Aurora's pain had long passed the physical limits. In seven days, her parents had dragged her to three hospitals in three different states. She had been poked and prodded. Stripped and scanned. Each doctor looking for something wrong with her so it could be fixed, and she would be saved.

She wondered when her life had started to feel like it belonged to someone else. This summer was supposed to be hers, one month she could control and bend to her own will. Now, even that had slipped away. Now, she really felt like she was dying. She cursed Thomas out in her head for telling her parents about her looming death. Now they were hellbent on fixing her— on saving her. All Aurora could do was simply lay back and watch as August slipped away, the end of the month speeding towards her, inching closer every day.

It was August eighteenth today. And she hadn't spoken to Gus since that day in the hospital a week ago, when he told her loved her and all she gave him was silence.

"Your nurse is running a little late," her mom said, but Aurora's eyes were locked on her phone, waiting. Hoping. "Thomas is going in to work late so he can watch you until she gets here. Sound good?" Aurora nodded, managing a small smile as her mom kissed her forehead.

"Mom?" Aurora asked just as her mother's hand grabbed the doorknob. She turned around, eyebrows raised. "Can I go outside today?"

Her mother's face fell, the answer written clearly into the worry lines. "We talked about this, baby. Not until August is over," she said.

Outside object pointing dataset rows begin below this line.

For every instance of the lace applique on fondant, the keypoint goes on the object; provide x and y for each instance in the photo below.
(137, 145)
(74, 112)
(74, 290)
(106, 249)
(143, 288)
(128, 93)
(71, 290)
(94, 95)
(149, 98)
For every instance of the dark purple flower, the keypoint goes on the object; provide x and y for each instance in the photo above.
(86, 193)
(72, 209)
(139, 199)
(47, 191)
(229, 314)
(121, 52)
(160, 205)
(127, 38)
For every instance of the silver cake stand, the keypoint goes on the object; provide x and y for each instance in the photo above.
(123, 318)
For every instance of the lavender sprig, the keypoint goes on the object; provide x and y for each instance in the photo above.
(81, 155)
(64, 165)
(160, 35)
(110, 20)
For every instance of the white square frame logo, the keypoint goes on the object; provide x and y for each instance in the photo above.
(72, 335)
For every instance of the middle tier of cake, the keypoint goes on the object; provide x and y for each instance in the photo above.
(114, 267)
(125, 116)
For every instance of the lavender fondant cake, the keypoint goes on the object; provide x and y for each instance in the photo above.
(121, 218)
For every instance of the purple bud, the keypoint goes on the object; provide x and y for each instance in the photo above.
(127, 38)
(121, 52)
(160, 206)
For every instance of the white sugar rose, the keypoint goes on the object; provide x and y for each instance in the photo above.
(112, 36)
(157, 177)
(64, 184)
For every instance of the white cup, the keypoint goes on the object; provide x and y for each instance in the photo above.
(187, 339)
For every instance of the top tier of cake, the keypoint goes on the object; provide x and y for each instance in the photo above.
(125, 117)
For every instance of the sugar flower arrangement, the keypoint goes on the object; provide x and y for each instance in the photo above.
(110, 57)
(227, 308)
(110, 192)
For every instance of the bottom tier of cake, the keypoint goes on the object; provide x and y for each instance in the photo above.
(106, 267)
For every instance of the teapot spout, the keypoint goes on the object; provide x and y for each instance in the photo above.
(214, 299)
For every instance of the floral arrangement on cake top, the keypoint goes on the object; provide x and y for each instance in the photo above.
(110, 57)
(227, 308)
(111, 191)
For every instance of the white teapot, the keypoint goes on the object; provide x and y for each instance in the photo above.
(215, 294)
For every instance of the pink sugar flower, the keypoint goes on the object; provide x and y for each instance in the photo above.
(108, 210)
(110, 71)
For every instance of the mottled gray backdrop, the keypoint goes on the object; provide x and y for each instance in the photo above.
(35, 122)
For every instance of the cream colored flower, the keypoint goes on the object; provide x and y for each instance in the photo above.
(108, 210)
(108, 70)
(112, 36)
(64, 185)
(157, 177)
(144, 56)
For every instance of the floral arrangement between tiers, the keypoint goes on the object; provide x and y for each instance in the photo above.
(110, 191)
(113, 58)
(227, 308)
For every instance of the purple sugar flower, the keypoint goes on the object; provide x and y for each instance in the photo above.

Aurora nodded. "Right." Her mother blew her a kiss before closing the door behind her.

She laid perfectly still as she listened to the sound of her mother's heels walk down all fifteen steps. Then her parents talking in the foyer, until the satisfying sound of the door closing and the sound of tires rolling over gravel, then driving away.

Aurora sucked in a sharp breath and did what she hadn't done in a week: she stood up. Her ribs ached and her ankle felt like it was on fire as she grasped the crutches firmly to her side. With one wrist in a brace and an ankle wrapped inside a cast, she managed to wobble to her dresser, put on clean clothes, and make it to the hallway where Thomas stood, blocking her way to the stairs.